L'origine de la douleur vertébrale est attribuée à la stimulation des nocicepteurs présents dans les capsules articulaires, ligaments vertébraux et autres tissus paravertébraux. L'existence de quatre types de mécanorécepteurs au niveau des articulations postérieures du rachis est bien documentée.3,9,10,12,14 La présence de médiateurs chimiques non neurogéniques (bradykinine, sérotonine, histamine, prostaglandines) et neurogénique comme la substance P, faisant suite à des lésions tissulaires ou inflammatoires locales induit une stimulation nociceptive intense au niveau médullaire avec sensibilisation des cornes postérieures et apparition d'une sensibilisation centrale avec pour conséquence un abaissement des seuils de stimulation (allodynie), une augmentation des décharges spontanées, une réponse facilitée aux afférences sensitives (hyperalgésie), des réponses augmentées aux stimulations répétitives (wind-up) et une extension des champs réceptifs pouvant expliquer la mauvaise localisation clinique des douleurs. La diminution des seuils de stimulation mécanique des mécanorécepteurs au seuil abaissé aurait comme conséquence une augmentation des afférences nociceptives au niveau des cornes postérieures.1,2
Le mécanisme d'action des manipulations paraît complexe, les hypothèses récentes mettent l'accent sur un effet de stimulation des mécanorécepteurs non nociceptifs8 avec un effet inhibiteur sur la transmission des afférences douloureuses au niveau médullaire par l'intermédiaire du «gate-control». Des expériences sur les articulations postérieures lombaires du chat apportent des éléments intéressants dans ce sens en montrant la réponse des afférents sensitifs des groupes III et IV à des manipulations expérimentales11 de même que la stimulation des articulations postérieures lombaires du porc montre un effet segmentaire sur le multifidus, agoniste principal de la musculature intrinsèque lors du couplage de la rotation dans les mouvements de latéroflexion.7 L'effet sur le tonus musculaire segmentaire par l'intermédiaire du système gam-ma semble se préciser comme le montrent les changements obtenus sur les SEP et l'EMG.6, 15
Etudes cliniques récentes
Une étude intéressante4 portant sur des patients souffrant de hernie discale avérée a montré que ceux qui présentaient un syndrome sacro-iliaque surajouté bénéficiaient du traitement manipulatif de ce syndrome et obtenaient de meilleurs résultats de la réhabilitation conventionnelle, donc moins d'interventions chirurgicales. Les auteurs concluent qu'il vaut la peine de soumettre tous les cas de hernies discales à un examen de médecine manuelle à la recherche d'un syndrome sacro-iliaque dans le but de le traiter, ce qui pourrait éviter un certain nombre d'interventions.

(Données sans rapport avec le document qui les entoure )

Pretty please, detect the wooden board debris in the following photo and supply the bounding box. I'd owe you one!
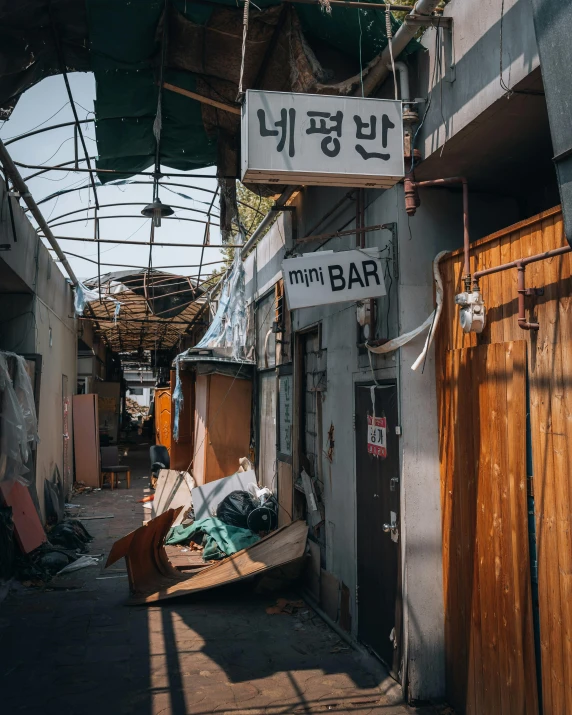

En Suède, une étude clinique sur une population de lombalgiques, multicentrique et randomisée, comparant les résultats et l'économicité des traitements dispensés par des chiropraticiens utilisant presque exclusivement des manipulations et des physiothérapeutes faisant usage de toutes les modalités de physiothérapie active et passive, sans formation en manipulation, a montré des résultats comparables, tant sur le plan de l'efficacité que sur les facteurs économiques. Une analyse par sous-groupe démontre de meilleurs résultats du traitement des chiropraticiens pour les cas aigus de moins d'un mois et des résultats légèrement plus favorables pour les cas chroniques traités par physiothérapie.13
La médecine manuelle, qui intègre ces deux approches, peut donc se profiler favorablement pour les deux indications.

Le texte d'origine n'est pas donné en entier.